Harness - Quality-Gated SOP Execution
A MCP server + Claude Code plugin that enforces quality gates on any multi-step workflow. Every step submission is evaluated by a separate, independent evaluator -- not self-evaluation -- using a 6-dimension scoring rubric with calibration anchors and AI slop detection.
Why This Exists
Anthropic's own research proves that when LLMs evaluate their own work, they "confidently praise their own mediocre work." A standalone evaluator tuned for skepticism is far more tractable than making a generator self-critical.
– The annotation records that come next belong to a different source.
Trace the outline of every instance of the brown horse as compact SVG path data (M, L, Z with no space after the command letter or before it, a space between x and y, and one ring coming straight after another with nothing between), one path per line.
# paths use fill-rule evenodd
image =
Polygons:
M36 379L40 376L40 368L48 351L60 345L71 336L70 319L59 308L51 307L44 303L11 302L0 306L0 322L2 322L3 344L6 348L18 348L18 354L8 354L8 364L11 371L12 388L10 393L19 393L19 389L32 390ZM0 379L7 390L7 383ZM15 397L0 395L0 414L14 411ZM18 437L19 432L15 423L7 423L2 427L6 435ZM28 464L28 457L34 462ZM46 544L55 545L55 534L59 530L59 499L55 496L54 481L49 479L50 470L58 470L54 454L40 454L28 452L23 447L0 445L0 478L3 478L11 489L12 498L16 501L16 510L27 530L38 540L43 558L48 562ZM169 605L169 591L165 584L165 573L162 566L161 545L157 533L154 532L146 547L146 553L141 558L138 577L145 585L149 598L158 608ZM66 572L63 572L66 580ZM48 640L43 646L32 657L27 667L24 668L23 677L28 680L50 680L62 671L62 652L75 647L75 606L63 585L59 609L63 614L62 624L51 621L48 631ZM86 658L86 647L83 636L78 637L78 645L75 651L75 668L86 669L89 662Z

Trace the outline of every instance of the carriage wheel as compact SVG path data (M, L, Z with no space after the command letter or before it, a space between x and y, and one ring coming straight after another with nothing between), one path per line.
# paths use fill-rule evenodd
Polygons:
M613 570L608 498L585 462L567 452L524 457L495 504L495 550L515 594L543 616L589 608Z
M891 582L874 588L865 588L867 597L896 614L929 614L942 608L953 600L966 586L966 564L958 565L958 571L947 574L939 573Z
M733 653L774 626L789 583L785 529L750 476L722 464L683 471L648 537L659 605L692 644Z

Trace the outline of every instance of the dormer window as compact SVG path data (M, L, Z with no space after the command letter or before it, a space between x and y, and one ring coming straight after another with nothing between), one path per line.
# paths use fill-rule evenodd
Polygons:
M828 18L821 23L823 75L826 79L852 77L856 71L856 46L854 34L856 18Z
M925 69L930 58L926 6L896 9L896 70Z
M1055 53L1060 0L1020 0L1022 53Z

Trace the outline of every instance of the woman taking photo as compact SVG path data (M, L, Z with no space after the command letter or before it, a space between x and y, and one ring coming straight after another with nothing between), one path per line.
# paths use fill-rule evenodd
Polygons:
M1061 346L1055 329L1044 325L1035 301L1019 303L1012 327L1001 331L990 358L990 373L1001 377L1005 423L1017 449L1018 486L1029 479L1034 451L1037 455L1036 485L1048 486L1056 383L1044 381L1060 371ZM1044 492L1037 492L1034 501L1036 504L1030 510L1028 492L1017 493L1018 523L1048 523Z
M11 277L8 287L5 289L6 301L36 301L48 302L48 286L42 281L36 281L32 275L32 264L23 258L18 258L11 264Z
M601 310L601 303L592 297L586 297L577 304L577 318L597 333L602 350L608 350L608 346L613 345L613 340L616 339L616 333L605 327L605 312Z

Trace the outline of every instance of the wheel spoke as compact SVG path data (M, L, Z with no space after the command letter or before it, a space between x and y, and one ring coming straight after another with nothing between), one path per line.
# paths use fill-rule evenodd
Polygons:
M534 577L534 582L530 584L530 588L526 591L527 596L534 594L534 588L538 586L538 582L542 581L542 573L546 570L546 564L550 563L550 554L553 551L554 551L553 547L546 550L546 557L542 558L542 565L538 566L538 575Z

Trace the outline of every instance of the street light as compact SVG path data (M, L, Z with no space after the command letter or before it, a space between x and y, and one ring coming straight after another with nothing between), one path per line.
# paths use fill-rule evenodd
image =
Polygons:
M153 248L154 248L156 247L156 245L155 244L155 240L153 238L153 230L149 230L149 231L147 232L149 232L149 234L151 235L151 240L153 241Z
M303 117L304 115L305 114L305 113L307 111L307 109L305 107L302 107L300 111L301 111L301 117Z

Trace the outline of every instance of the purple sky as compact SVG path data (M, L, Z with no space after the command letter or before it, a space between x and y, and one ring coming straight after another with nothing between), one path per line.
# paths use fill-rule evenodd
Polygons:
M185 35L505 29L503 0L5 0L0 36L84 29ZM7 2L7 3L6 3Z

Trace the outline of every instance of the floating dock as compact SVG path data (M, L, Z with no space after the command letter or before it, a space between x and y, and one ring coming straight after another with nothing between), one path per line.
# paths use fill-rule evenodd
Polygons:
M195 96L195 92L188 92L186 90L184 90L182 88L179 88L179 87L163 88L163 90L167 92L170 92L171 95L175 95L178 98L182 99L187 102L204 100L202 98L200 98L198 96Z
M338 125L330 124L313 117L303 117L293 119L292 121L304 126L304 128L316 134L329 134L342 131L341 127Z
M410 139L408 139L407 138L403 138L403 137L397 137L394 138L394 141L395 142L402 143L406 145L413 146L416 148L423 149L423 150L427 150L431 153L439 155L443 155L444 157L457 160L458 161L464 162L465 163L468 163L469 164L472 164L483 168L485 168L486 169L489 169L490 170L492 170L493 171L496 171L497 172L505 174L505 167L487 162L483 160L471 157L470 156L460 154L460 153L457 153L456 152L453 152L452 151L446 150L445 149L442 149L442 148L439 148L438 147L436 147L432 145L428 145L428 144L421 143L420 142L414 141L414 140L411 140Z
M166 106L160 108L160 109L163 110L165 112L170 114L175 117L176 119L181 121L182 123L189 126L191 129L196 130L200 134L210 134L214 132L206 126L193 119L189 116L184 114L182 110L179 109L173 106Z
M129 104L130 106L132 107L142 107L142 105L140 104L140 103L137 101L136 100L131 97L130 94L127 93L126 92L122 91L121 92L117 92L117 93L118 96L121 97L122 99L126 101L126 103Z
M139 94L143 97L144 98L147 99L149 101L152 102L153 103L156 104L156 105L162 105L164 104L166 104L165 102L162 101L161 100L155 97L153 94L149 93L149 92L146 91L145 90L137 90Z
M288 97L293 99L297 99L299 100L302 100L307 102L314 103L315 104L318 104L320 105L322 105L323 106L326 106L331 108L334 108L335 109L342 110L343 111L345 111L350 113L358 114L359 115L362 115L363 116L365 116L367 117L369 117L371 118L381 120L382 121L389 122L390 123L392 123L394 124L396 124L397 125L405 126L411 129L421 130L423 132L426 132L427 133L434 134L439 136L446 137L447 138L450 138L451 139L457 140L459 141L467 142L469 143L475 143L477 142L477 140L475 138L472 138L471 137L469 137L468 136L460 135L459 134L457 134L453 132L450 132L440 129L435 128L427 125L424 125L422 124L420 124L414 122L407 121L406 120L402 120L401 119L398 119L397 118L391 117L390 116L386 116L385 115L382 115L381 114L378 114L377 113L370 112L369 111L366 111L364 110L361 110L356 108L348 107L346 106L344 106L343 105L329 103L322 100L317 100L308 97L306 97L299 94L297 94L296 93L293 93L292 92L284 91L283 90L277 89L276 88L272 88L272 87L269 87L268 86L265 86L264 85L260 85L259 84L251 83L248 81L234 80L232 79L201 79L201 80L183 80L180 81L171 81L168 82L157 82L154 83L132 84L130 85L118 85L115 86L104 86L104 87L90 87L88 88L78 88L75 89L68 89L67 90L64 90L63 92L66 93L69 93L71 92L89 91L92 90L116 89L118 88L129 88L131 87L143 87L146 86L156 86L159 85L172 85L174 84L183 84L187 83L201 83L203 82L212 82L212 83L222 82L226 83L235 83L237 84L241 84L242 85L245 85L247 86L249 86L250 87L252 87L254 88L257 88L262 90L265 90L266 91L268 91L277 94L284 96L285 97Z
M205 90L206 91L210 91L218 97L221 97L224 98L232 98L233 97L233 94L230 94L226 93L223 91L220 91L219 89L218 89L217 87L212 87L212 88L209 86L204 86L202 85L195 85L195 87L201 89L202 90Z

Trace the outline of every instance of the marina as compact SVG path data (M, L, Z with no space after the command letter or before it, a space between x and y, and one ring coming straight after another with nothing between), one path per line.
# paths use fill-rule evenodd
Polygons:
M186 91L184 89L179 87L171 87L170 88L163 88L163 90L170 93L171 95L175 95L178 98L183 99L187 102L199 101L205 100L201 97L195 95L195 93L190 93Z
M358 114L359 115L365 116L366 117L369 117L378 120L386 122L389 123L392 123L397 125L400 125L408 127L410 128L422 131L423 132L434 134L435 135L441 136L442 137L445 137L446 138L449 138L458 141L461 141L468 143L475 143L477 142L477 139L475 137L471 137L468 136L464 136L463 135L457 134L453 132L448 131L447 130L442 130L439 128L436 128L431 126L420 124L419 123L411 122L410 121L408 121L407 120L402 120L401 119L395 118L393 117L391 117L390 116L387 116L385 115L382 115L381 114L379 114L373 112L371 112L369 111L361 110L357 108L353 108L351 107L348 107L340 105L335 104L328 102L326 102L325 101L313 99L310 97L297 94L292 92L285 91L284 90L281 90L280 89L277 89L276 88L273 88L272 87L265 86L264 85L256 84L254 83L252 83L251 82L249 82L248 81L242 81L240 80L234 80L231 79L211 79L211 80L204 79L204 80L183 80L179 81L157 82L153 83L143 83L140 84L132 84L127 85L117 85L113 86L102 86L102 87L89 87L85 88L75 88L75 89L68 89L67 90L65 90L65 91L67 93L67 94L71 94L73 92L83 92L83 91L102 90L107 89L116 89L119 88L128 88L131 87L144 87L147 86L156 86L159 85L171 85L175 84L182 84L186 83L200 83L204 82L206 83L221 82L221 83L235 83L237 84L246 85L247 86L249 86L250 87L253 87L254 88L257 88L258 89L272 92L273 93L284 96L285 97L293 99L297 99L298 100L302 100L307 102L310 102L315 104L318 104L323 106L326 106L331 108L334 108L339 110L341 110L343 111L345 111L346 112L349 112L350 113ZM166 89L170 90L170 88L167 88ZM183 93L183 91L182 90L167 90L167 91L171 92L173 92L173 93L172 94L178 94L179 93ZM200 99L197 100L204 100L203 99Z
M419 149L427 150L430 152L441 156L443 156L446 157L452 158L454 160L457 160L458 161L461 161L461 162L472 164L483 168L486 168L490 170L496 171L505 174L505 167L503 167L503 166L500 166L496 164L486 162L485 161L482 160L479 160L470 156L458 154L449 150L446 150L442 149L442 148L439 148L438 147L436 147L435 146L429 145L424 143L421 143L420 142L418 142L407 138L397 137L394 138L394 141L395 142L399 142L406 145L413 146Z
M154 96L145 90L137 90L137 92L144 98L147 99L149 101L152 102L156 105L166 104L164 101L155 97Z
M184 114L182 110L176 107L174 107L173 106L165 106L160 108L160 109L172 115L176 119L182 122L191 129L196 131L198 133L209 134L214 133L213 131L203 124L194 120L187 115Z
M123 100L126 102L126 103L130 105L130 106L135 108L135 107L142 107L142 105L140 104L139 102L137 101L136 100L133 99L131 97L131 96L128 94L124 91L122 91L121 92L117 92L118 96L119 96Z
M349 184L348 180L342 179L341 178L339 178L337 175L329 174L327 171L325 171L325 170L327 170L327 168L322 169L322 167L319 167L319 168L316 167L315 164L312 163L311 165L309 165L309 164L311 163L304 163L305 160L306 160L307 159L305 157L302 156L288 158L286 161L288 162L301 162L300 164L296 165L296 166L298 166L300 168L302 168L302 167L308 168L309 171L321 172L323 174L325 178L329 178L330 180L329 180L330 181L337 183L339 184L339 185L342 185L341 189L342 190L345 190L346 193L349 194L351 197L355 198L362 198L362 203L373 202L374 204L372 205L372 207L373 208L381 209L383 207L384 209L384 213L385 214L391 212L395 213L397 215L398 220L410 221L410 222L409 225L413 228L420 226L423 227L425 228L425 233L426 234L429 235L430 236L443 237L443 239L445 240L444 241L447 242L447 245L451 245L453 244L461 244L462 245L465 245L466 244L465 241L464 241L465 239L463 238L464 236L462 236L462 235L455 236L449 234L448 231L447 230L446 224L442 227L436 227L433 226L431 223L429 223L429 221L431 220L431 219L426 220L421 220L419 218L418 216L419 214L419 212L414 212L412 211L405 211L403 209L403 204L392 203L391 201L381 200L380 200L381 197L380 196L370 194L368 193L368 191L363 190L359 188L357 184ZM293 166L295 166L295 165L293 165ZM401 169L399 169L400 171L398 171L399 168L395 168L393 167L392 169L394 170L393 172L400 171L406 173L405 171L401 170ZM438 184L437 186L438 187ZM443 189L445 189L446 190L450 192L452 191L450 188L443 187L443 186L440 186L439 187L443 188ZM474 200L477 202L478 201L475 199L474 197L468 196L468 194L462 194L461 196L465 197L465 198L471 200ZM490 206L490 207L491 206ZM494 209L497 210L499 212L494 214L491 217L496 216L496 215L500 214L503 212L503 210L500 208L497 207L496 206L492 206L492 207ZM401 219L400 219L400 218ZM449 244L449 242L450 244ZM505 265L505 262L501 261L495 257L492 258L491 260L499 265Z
This harness implements that insight: the entity doing the work never judges its own output.
How It Works
┌─────────────────────────────────────────────────────────────┐
│ 1. Define SOP (YAML) │
│ phases → steps → acceptance_criteria │
│ │
│ 2. Start Session │
│ harness_start("feature-dev") → session_id + step 1 │
│ │
│ 3. For each step: │
│ a. Agent does the work │
│ b. Agent submits via harness_submit_step │
│ c. Separate evaluator scores on 6 dimensions │
│ d. PASS → next step | FAIL → retry with feedback │
│ e. 3 fails → escalate to human │
│ │
│ 4. All steps pass → session complete │
└─────────────────────────────────────────────────────────────┘
Features
Evaluator System
- 3 backends: Subagent (default, no API key), Anthropic API (Haiku), OpenAI-compatible (vLLM/Ollama)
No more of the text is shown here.